Improving LLM Reasoning via Dependency-Aware Query Decomposition and Logic-Parallel Content Expansion

📄 arXiv: 2510.24390v1 📥 PDF

作者: Xianjun Gao, Jianchun Liu, Hongli Xu, Liusheng Huang

分类: cs.AI

发布日期: 2025-10-28


💡 一句话要点

提出Orion框架以解决LLM推理效率与质量的矛盾问题

🎯 匹配领域: 支柱九:具身大模型 (Embodied Foundation Models)

关键词: 大型语言模型 推理框架 查询分解 内容扩展 依赖关系 实时Web应用 性能优化

📋 核心要点

  1. 现有LLM推理方法在效率和质量之间难以平衡,导致Web服务性能受限。
  2. Orion框架通过依赖感知的查询分解和逻辑并行内容扩展,提升推理效率与质量。
  3. 实验结果显示,Orion在生成速度和延迟方面显著优于基线方法,同时推理质量也有显著提升。

📝 摘要(中文)

将大型语言模型(LLMs)集成到实时Web应用中,如AI驱动的搜索和对话代理,面临着高质量复杂推理与低延迟高吞吐量的需求之间的挑战。现有的LLM推理由于计算效率低下的顺序生成和僵化的推理策略,成为Web服务的瓶颈。为此,本文提出了Orion,一个新颖高效的推理框架,通过依赖感知的查询分解和逻辑并行内容扩展来克服这些限制。Orion将单一查询推理过程分解为两个协同阶段:关键点生成和内容并行扩展。实验表明,Orion在多个基准测试中实现了高达4.33倍的生成速度提升和3.42倍的延迟降低,同时推理质量提高了18.75%。

🔬 方法详解

问题定义:本文旨在解决大型语言模型在实时Web应用中推理效率低下和质量不高的问题。现有方法通常只能优化效率或质量,难以兼顾。

核心思路:Orion框架通过将查询推理过程分解为关键点生成和内容并行扩展两个阶段,利用依赖关系提高推理的逻辑一致性和效率。

技术框架:Orion的整体架构包括两个主要模块:第一阶段为关键点生成,使用检索增强的少量提示生成逻辑结构化的关键点;第二阶段为内容并行扩展,基于依赖图同时扩展这些关键点。

关键创新:Orion的创新在于引入了依赖感知的查询分解和逻辑并行内容扩展,能够在多个查询之间实现交叉查询并行,从而显著提升推理性能。
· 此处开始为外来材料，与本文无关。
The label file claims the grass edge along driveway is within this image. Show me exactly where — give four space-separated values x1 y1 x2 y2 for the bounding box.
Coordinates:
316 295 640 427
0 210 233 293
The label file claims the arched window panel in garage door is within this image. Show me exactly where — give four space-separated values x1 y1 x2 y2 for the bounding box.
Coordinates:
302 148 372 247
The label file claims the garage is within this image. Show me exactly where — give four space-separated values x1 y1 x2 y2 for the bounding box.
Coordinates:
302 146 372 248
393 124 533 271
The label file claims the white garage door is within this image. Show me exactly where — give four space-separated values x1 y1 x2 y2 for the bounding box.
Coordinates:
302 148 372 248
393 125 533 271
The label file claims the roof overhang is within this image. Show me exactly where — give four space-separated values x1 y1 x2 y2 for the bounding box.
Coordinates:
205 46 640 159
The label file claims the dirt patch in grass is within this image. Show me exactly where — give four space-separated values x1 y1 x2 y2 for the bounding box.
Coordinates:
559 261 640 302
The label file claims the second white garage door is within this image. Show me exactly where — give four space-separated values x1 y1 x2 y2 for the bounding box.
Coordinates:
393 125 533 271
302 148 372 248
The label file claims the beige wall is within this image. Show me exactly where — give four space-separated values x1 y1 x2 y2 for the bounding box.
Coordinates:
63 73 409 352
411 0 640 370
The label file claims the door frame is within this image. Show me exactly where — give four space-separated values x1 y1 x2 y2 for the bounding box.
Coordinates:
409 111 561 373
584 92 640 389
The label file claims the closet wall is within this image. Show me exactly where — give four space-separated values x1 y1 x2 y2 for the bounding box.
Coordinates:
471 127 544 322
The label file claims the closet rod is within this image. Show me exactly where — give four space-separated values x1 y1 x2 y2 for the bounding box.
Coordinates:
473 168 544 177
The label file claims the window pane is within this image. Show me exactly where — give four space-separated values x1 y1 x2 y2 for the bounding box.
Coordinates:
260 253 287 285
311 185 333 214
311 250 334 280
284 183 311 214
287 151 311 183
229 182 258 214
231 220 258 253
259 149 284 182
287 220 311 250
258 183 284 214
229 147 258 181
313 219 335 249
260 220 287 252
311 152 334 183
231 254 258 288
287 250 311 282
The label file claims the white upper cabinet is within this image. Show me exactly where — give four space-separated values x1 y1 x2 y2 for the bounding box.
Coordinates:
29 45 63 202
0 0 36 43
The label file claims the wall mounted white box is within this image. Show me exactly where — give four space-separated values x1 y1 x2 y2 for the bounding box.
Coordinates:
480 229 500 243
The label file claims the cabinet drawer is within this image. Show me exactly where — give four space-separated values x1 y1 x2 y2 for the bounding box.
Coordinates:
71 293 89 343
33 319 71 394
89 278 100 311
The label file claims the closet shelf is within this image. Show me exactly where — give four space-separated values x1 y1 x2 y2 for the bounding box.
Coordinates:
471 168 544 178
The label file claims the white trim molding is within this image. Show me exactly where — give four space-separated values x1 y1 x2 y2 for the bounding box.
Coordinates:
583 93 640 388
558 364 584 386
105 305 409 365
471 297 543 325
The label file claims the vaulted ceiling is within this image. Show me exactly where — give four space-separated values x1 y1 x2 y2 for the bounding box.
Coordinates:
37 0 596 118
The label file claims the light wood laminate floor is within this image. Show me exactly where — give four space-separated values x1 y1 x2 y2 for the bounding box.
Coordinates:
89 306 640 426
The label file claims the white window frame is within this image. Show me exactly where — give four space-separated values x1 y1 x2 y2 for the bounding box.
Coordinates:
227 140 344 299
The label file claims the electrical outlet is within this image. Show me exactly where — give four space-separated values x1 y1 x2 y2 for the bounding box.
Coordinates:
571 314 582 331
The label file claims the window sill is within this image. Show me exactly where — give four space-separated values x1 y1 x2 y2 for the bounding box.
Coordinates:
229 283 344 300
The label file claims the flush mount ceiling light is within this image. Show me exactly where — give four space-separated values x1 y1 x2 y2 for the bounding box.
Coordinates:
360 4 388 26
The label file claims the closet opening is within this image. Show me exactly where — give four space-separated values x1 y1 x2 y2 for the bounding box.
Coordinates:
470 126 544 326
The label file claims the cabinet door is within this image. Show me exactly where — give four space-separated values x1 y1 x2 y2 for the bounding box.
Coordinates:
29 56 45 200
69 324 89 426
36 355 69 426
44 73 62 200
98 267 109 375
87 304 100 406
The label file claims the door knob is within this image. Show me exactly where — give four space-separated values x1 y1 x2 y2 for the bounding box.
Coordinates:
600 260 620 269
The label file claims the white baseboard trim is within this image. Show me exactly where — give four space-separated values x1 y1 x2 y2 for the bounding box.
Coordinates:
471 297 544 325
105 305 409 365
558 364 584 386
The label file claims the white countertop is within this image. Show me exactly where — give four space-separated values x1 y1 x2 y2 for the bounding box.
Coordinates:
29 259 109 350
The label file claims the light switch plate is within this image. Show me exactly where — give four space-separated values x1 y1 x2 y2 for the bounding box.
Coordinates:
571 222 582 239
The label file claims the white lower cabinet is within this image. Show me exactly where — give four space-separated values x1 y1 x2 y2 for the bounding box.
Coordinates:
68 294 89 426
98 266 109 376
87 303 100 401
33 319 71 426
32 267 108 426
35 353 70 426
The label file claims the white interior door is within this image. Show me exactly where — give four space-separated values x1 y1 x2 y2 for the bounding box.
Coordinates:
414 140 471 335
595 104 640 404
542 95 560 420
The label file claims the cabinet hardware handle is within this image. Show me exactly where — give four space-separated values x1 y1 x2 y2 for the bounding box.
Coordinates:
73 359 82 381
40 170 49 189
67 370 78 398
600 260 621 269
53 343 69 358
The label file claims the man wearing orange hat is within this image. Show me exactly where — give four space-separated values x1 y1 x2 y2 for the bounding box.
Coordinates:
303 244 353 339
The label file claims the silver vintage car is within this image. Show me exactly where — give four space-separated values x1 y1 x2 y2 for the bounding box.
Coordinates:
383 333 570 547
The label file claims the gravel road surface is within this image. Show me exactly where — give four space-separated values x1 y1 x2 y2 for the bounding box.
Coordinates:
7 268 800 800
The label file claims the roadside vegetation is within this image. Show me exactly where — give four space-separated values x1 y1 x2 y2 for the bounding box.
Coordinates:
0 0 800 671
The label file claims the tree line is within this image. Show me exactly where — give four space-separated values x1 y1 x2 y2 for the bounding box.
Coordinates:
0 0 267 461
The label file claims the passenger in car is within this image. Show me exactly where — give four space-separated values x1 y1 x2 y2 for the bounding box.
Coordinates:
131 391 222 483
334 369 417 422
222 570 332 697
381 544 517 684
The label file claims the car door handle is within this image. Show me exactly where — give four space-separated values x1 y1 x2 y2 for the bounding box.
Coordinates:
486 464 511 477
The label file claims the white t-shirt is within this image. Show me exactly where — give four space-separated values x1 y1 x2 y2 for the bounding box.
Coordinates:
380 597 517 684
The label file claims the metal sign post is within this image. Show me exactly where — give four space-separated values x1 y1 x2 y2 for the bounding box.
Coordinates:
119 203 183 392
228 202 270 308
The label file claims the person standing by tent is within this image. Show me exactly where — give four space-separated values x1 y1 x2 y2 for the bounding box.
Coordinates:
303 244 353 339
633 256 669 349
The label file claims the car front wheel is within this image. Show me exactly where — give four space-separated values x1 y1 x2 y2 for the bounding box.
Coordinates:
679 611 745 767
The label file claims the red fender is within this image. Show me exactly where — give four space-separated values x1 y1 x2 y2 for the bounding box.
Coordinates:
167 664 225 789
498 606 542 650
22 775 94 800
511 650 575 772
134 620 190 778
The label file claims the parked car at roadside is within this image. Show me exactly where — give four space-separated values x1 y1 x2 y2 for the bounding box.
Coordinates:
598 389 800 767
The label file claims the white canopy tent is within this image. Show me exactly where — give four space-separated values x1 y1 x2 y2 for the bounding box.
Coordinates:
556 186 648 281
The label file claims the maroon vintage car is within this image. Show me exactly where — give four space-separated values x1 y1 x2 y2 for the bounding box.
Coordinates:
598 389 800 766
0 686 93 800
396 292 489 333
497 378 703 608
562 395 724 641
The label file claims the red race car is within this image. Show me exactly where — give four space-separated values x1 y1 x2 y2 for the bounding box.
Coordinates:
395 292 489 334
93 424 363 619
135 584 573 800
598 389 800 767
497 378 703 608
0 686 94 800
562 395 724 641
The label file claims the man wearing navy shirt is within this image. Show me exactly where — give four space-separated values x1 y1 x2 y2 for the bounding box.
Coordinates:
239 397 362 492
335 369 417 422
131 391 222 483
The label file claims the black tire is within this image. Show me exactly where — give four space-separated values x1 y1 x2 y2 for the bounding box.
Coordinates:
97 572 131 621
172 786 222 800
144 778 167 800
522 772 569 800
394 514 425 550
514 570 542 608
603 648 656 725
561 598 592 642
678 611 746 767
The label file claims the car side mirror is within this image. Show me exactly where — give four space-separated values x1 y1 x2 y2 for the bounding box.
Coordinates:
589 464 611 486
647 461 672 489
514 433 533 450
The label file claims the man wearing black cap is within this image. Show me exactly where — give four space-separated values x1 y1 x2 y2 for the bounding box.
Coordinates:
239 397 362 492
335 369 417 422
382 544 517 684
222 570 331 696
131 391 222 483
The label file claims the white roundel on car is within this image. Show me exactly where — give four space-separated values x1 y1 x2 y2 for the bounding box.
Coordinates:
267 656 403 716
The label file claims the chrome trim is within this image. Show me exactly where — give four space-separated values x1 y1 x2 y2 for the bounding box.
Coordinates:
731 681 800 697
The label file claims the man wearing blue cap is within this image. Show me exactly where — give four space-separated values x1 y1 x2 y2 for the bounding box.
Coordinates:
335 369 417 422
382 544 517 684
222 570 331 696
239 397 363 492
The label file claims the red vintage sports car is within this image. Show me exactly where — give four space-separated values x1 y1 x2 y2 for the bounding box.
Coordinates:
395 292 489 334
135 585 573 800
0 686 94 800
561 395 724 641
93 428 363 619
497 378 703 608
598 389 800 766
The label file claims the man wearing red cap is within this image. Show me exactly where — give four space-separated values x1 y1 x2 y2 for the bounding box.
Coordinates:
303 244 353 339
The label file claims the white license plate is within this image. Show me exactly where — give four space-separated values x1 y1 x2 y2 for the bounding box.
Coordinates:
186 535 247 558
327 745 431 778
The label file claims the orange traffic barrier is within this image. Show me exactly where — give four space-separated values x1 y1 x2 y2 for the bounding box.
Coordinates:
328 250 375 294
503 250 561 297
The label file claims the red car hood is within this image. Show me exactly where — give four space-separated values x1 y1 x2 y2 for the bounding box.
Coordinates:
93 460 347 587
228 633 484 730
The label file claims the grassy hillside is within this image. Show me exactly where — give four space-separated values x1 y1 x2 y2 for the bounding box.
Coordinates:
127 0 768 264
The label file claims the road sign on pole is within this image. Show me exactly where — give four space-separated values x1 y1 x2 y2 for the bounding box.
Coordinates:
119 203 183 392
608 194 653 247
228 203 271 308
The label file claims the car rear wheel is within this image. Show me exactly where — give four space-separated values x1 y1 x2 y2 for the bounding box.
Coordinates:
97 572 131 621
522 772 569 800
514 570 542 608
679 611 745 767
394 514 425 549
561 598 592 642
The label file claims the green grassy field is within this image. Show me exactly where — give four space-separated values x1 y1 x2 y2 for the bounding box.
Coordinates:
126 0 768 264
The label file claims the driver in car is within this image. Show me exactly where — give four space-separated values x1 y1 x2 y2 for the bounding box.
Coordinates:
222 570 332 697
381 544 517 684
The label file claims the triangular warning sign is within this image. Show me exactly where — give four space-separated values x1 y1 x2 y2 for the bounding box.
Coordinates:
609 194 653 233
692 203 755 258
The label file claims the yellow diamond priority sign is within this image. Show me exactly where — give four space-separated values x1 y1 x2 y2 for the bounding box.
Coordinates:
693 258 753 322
关键设计:在设计中,Orion采用了管道调度机制,充分利用两个阶段的计算特性,优化了GPU计算和内存的使用。

🖼️ 关键图片

fig_0
fig_1
fig_2

📊 实验亮点

实验结果表明,Orion在多个基准测试中实现了高达4.33倍的生成速度提升和3.42倍的延迟降低,同时推理质量提高了18.75%。这些结果表明Orion在处理复杂推理任务时的显著优势。

🎯 应用场景

Orion框架在AI驱动的搜索引擎、对话系统及其他实时Web应用中具有广泛的潜在应用价值。通过提升推理效率和质量,Orion能够为用户提供更快速、更准确的响应,改善用户体验,并推动智能服务的进一步发展。

📄 摘要(原文)

The integration of Large Language Models (LLMs) into real-time Web applications, such as AI-powered search and conversational agents, presents a fundamental Web infrastructure challenge: reconciling the demand for high-quality, complex reasoning with the stringent low-latency and high-throughput requirements of interactive services. Current LLM reasoning, hindered by computationally inefficient sequential generation and rigid reasoning strategies, creates a critical bottleneck for the Web services. Existing approaches typically optimize the LLM reasoning for either efficiency or quality but struggle to achieve both, and thus fail to meet the dual requirements of modern Web platforms. To overcome these limitations, we propose Orion, a novel and efficient reasoning framework that enables dependency-aware query decomposition and logic-parallel content expansion. Concretely, Orion decomposes a single query reasoning process into two synergistic phases: (1) \textit{key point generation}, which distills logically structured key points through retrieval-augmented few-shot prompting, and (2) \textit{content parallel expansion}, which concurrently elaborates on these points based on a dependency graph to ensure logical consistency. Furthermore, Orion introduces a pipeline scheduling mechanism that exploits the complementary computational characteristics of the two phases (generation imposes pressure on GPU computing and expansion stresses on GPU memory) across multiple queries, enabling cross-query parallelism and dramatically improving reasoning performance (\ie, efficiency and quality). Experiments on diverse benchmarks show that Orion not only delivers up to 4.33x higher token generation speed and 3.42x lower answer latency over the baselines but also improves reasoning quality by up to 18.75% through explicitly modeling inter-point dependencies.